The EU Delegation promotes cooperation with and among EU Member States in Lebanon, supports the reform agenda of the Lebanese government, and ensures that the EU cooperation benefits those mostly in need.
The Association Agreement signed in 2002 and the European Neighbourhood Policy Action Plan constitute the main framework of current relations between the EU and Lebanon.
The EU, the Member States and the European Investment Bank currently execute a total budget of more than €2.2 billion of assistance to Lebanon, including approximately €1.3 billion of grants and €0.9 billion of loans.
The EU cooperation focuses mainly on promoting programmes which support political, economic and social reforms, local governance, demining and refugees. Efforts to reform key sectors such as security, justice, good governance, social protection, support to civil society, education, energy, environment, agriculture and fundamental rights are particularly encouraged since they all aim at supporting sustainable growth and at reducing regional disparities in Lebanon.

Lebanon's partnership with the European Union (EU) goes back to 1977. The Association Agreement signed in 2002 and the European Neighbourhood Policy Action Plan constitute the current framework of the relationship between the EU and Lebanon. This partnership is based on common values and interests and encompasses a regular political, security, economic and social dialogue, wide-ranging people-to-people contacts and substantial development and humanitarian assistance.
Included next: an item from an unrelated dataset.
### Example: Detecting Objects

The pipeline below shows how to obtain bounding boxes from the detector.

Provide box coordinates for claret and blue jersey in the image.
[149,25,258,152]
To achieve aid efficiency and increase Lebanon's ownership of its development agenda, the EU works mainly through national institutions. EU's bilateral assistance offers predictability: financial envelopes are defined for several years and allow for continuous support for development and reform, in accordance with the jointly defined Action Plan. Part of the assistance provided by the EU is also channelled through civil society organisations, and local and regional authorities.

EU assistance to Lebanon

Most of the EU assistance to Lebanon comes from the European Neighbourhood Instrument. In 2014, a Memorandum of Understanding was signed for the Single Support Framework setting the priorities and financial allocations for EU-Lebanon cooperation for 2014-2016. The indicative total allocation for Lebanon amounts to more than €130 million.

The focus of EU-Lebanon cooperation for 2014-2016 is on three areas: justice and security system reform; social cohesion, sustainable economic development and vulnerable groups; sustainable and transparent management of energy and natural resources; support for capacity building and for civil society.

With the vast increase in the number of people from Syria seeking refuge in Lebanon, the EU has provided additional funding of €546.2 million to the regular allocation to assist Lebanese vulnerable communities and refugees from Syria.

A wide range of opportunities

In addition to the above regular and exceptional funding, Lebanon benefits from other cooperation mechanisms, including:

  • The European Instrument for Democracy and Human Rights supporting civil society projects in the fields of democracy, respect for human rights and fundamental freedoms;
  • Erasmus + Programme promoting cooperation between higher education institutions;
  • The Neighbourhood Investment Facility promoting investments by European financial institutions, in particular in the transport, energy, and environment areas;
  • The Horizon 2020 Programme and the 7th Framework Programme funding technology and innovation research projects;
  • Thematic regional programmes promoting networks and integration in the Mediterranean, such as the Programme for Civil Society and Local Authorities.

The EU, the Member States and the European Investment Bank currently execute a total budget of more than €2.2 billion of assistance to Lebanon, including approximately €1.3 billion of grants and €0.9 billion of loans.